Второй жилец политической камеры был Малавский, тоже приговоренный к каторге. В противоположность Долгушину, это был человек крупного роста, но с типичными чертами медлительного украинца. Третий их сожитель был тот самый Цыплов, который в прошлом году, во время моего пребывания в тобольском подследственном отделении, сидел в камере, окошко которой выходило под своды тюремных ворот. Это он был приговорен к смертной казни за сопротивление напавшим на него на дороге переодетым жандармам, но, в сущности, для того, чтобы выведать у него следы, конспиративной организации.
Я с любопытством взглянул на эту чрезвычайно характерную фигуру. Среднего или несколько выше среднего роста, он был очень широкоплеч и коренаст. Фигура у него была как будто медвежеватая, что, однако, не мешало известной ловкости движений. У него были большие навыкате глаза, толстые усы и хищный нос крючком. Физиономия обладала той особенной выразительностью, которая делала ее мелодраматически страшной. Глаза у Цыплова легко загорались и как-то особенно таращились, лицо легко наливалось кровью, и толстые усы становились торчком. Он, очевидно, знал за собой эту особенность и часто делал страшную физиономию.

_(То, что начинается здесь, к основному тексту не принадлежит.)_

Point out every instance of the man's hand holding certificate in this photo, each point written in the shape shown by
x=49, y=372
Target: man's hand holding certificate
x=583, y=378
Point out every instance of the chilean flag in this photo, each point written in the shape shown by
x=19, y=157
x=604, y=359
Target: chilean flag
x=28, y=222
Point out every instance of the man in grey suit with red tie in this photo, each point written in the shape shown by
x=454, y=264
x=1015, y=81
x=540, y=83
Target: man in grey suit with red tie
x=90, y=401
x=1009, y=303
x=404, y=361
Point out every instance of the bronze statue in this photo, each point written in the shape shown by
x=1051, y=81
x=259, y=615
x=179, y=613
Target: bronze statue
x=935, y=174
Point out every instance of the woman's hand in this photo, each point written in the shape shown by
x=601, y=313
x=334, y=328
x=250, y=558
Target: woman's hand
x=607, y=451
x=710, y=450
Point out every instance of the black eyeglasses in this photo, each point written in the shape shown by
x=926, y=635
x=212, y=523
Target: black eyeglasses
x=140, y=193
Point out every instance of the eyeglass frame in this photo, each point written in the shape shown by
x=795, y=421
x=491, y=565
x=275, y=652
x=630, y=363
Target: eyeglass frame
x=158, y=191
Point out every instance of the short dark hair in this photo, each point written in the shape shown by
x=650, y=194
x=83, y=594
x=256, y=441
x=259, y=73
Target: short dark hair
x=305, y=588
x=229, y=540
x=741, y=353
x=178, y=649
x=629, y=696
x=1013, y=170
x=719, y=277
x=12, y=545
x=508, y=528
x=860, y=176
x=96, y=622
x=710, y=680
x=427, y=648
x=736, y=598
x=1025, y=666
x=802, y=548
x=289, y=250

В момент моего прибытия в камере происходила небольшая драма. В ней недавно был и еще один жилец. Это был некто Симский, бывший офицер, как и Верещагин, попавший в политические неизвестно за что. Товарищи, очевидно, не захотели мириться с некоторыми чертами его характера и, охотно приняв к себе Цыплова, потребовали удаления Симского в другую камеру… Теперь он был отсажен в больницу. Узнав еще вчера о моем приезде, он прислал мне с парашечником записку, как знакомый. Он был одно время в Глазове и теперь принял меня за моего брата. Я слышало нем кое-что, еще будучи в Починках, и теперь постарался рассеять его недоразумение. Когда я отдал записку нашему посланцу, которого звали по имени, а может, только прозвали Меркурием, Цыплов прибавил ему решительным тоном:
— Кроме того, скажи Симскому, что Цыплов требует, чтобы он прислал сапоги. Да чтобы сейчас!
— Слушаю-с, — почтительно ответил парашечник.
Оказалось, что кто-то в камере был нездоров, и Симский отдал ему на время свои теплые валенки, а сам взял новые сапоги Цыплова. По миновании надобности валенки были отосланы Симскому, но с возвращением сапог он медлил, оттягивая день за день. А так как ему предстояло скоро выйти на место поселения в Енисейской губернии, то у Цыплова явилось опасение, что и его новые высокие сапоги могут последовать туда же.